Route through Springs not in first-phase recommendation for state high-speed rail plan

       A state high-speed rail study recommends that the first phase of the Front Range segment should be built from Fort Collins only as far south as the Briargate neighborhood of Colorado Springs.

Standing momentarily between the projector and the screen, consultant Beth Vogelsang casts a shadow while the light of a slide is cast upon her during a presentation Nov. 20 at the Westside's Pikes Peak Area Council of Governments building that revealed findings by the Interregional Connectivity Study (ICS) for a state high-speed rail plan.
Westside Pioneer photo

       State planners believe that package - which includes an east-west segment to Eagle County and a station at the Denver International Airport - would be the "best performer" (in terms of ridership, revenue and cost), according to information presented at a public meeting Nov. 20.

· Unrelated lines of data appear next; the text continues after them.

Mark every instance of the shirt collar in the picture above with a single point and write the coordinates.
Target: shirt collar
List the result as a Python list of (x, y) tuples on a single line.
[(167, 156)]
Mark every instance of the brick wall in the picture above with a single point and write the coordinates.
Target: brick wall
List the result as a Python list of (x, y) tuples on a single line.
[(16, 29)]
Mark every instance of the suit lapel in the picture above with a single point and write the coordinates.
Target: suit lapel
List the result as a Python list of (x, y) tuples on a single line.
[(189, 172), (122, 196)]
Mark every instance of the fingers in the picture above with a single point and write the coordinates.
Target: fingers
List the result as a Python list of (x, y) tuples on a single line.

       A precise location in Briargate has not been determined.
       An "optimistic" timetable for the Fort Collins-to-Briargate phase would have construction starting in 2020, with service actually starting in 2026, said Don Ulrich, lead consultant on the study effort for the Colorado Department of Transportation (CDOT).

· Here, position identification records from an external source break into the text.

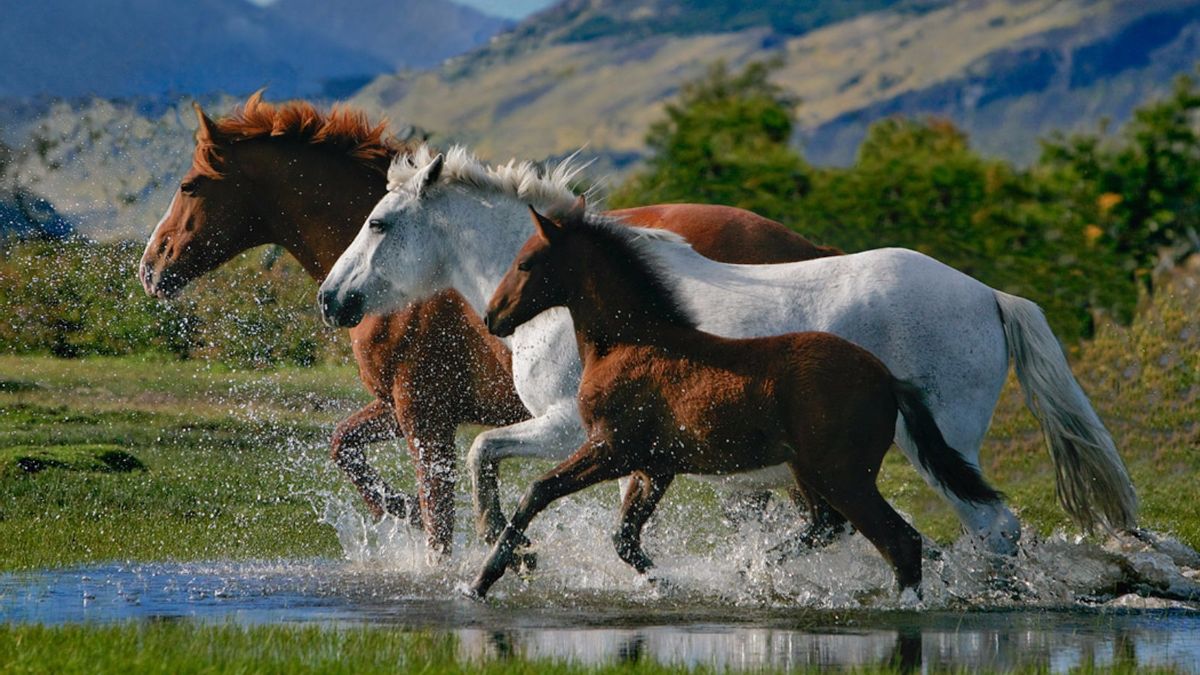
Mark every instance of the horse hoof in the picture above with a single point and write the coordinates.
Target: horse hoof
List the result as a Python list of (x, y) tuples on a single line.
[(525, 562)]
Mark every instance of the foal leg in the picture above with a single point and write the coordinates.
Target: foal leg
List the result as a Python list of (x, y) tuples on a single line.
[(825, 521), (589, 465), (863, 505), (376, 422), (641, 499), (552, 435), (435, 455)]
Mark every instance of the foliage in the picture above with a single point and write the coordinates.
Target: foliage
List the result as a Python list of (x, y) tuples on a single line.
[(1065, 233), (78, 298), (1140, 190), (725, 142)]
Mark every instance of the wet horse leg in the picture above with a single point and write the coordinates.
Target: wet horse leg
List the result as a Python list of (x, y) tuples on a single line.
[(593, 463), (641, 499), (856, 496), (373, 423), (435, 458), (825, 521), (551, 436)]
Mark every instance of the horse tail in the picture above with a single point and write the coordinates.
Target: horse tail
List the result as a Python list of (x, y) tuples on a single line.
[(939, 459), (1091, 481)]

       To reach that outcome, about $10 billion would be needed for construction, the study shows. An estimated half of that would be needed from the federal government, along with a 1 percent sales tax in the 16 Colorado counties that stand to benefit. Actual operation could pay for itself - with the help of taxes - based on studies showing a high number of citizens who are willing to pay a relatively high fare in exchange for high speeds (200 mph or more), Ulrich said.

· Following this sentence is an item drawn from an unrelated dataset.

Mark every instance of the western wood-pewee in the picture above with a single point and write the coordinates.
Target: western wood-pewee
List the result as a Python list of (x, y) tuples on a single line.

       Through Colorado Springs itself, the concept that's been talked about (but is considered unrealistic) is a railroad viaduct paralleling I-25 and requiring private and public right of way the entire way, according to Ulrich and fellow presenters David Krutsinger, CDOT program manager for what's technically called the Interregional Connectivity Study (ICS); and Beth Vogelsang of OV Consulting.
       The original overall project "vision" had been for high-speed rail between Fort Collins and Pueblo.
       No dates for the Colorado Springs-to-Pueblo phase are suggested in the current study.
       The thinking behind the ICS effort includes the concern that state population is predicted to increase from 5 million to 8 million by 2035, and the capacity for added lanes on major roads is limited.